Les Français descendent sur la rive. En 1636, quand monsieur Du Plessis est venu au confluent du Richelieu et du Saint-Laurent, il a érigé une croix. Cette année, les Iroquois, avant leur départ, ont décloué la planche du milieu ; sur ce bois rugueux, ils « avaient peint les têtes de trente Hurons, qu’ils ont pris »[1]. Et pour qu’on ne manque pas de le découvrir, ils ont suspendu cet écriteau à un arbre ébranché. Algonquins et Hurons examinent maintenant ces hiéroglyphes que tous les Indiens comprennent bien : « … Les divers traits faisaient paraître la qualité et l’âge des prisonniers… Ils avaient figuré deux têtes bien plus grosses que les autres, pour représenter deux Capitaines qu’ils tiennent entre leurs mains, dont l’un est ce brave Tarantouan… ; on y voyait aussi la tête de deux enfants, et de deux autres jeunes garçons, qu’on amenait au séminaire. Ils avaient fait des raies en forme de panaches, sur les têtes des plus vaillants.

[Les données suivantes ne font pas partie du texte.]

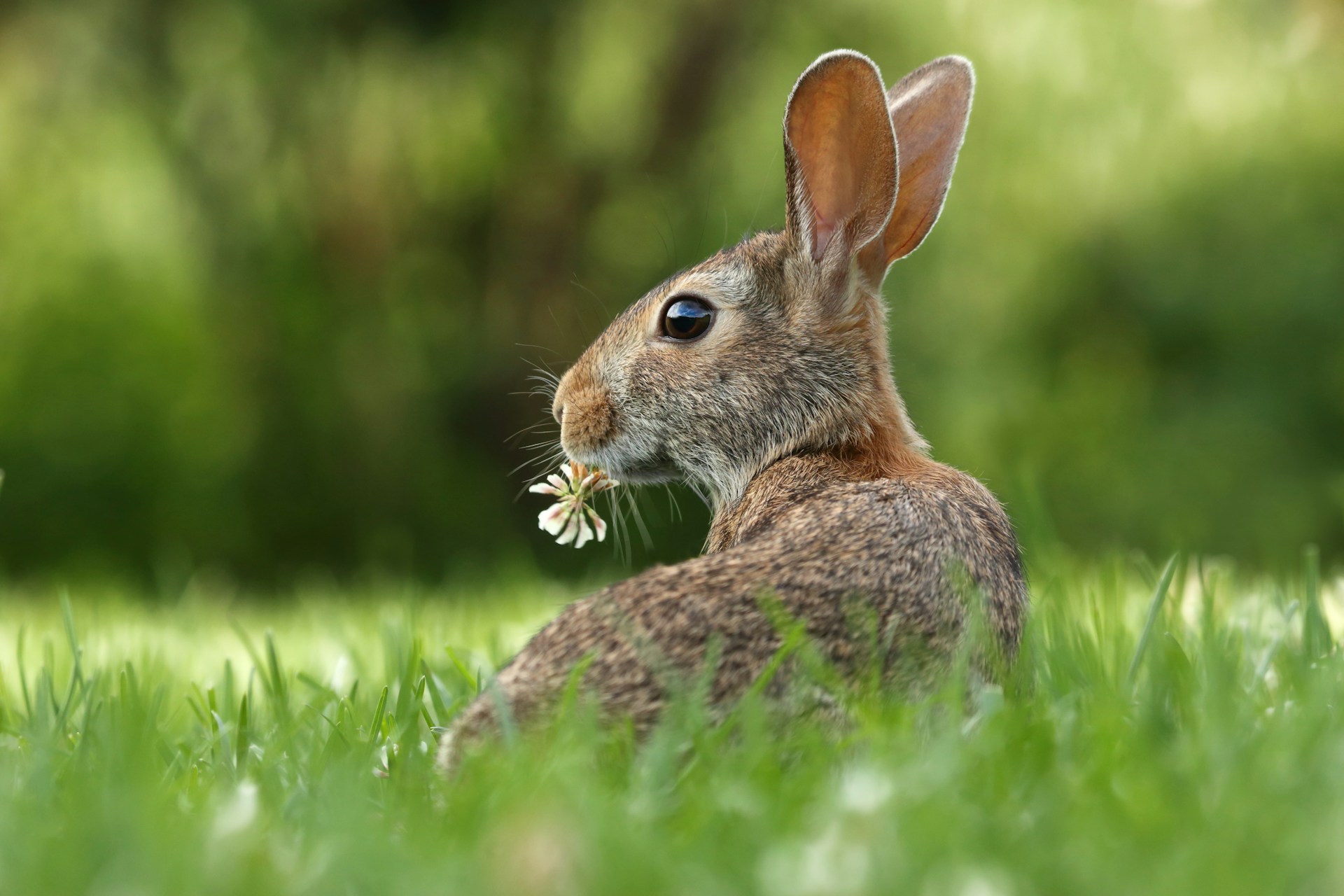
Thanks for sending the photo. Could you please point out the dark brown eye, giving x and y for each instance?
(686, 318)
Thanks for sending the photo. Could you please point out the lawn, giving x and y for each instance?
(217, 745)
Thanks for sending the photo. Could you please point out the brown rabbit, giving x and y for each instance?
(761, 375)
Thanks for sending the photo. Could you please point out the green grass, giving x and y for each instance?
(1180, 745)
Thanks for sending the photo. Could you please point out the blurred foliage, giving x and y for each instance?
(272, 274)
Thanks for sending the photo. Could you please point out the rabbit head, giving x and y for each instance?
(778, 344)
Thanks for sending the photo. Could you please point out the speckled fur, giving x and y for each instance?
(787, 414)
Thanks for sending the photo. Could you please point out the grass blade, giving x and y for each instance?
(1155, 608)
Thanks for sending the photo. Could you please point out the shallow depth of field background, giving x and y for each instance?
(272, 274)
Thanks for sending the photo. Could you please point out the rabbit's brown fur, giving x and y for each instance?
(787, 414)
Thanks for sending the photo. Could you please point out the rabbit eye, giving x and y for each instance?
(686, 318)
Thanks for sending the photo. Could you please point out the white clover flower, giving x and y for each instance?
(570, 519)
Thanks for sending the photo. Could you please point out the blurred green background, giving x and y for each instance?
(273, 273)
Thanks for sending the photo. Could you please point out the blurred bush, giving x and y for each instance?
(272, 274)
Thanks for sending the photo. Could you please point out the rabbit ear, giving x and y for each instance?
(840, 158)
(929, 112)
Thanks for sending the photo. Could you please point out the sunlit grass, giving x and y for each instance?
(1161, 732)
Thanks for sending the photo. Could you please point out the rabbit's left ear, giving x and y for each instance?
(929, 112)
(840, 159)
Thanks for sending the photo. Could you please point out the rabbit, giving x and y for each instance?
(761, 375)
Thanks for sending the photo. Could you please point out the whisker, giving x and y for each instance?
(638, 522)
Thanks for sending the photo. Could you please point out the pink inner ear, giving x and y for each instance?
(823, 232)
(839, 128)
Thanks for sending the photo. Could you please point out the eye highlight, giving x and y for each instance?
(686, 318)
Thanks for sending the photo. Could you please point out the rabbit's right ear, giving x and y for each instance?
(839, 159)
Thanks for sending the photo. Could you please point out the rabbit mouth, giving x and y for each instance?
(641, 469)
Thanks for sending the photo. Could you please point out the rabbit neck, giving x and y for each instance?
(888, 450)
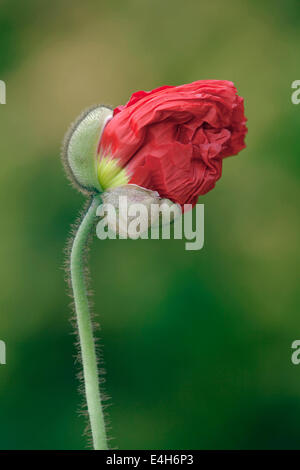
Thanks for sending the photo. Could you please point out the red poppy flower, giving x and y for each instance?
(173, 139)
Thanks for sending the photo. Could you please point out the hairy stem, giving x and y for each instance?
(85, 329)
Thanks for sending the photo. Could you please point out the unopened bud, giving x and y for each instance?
(81, 145)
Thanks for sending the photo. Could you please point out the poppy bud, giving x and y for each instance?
(80, 148)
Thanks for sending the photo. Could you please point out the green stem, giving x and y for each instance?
(85, 328)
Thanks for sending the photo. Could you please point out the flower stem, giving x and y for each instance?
(85, 328)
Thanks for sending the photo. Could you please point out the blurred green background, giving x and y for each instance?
(197, 344)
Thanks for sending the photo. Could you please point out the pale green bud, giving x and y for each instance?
(80, 148)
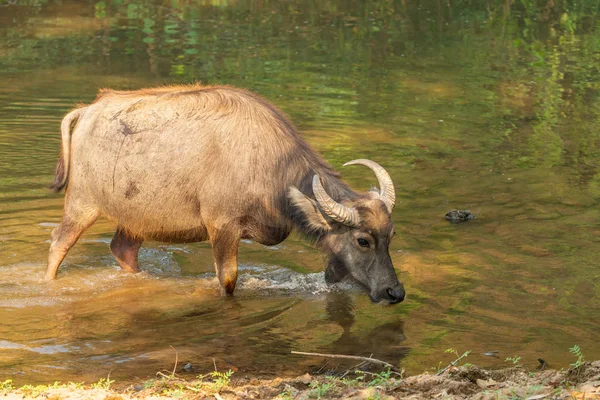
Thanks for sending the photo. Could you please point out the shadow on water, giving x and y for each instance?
(491, 107)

Toutes ces têtes étaient griffonnées en rouge, excepté une qui était peinte en noir, pour marque que celui-là avait été tué, et que tous les autres étaient comme des victimes destinées au feu… Nous connûmes par ces marmousets… le dégât qu’avaient fait ces infidèles, lesquels s’en allaient triomphants, chargés de quantité

  1. RDJ, 1637-91.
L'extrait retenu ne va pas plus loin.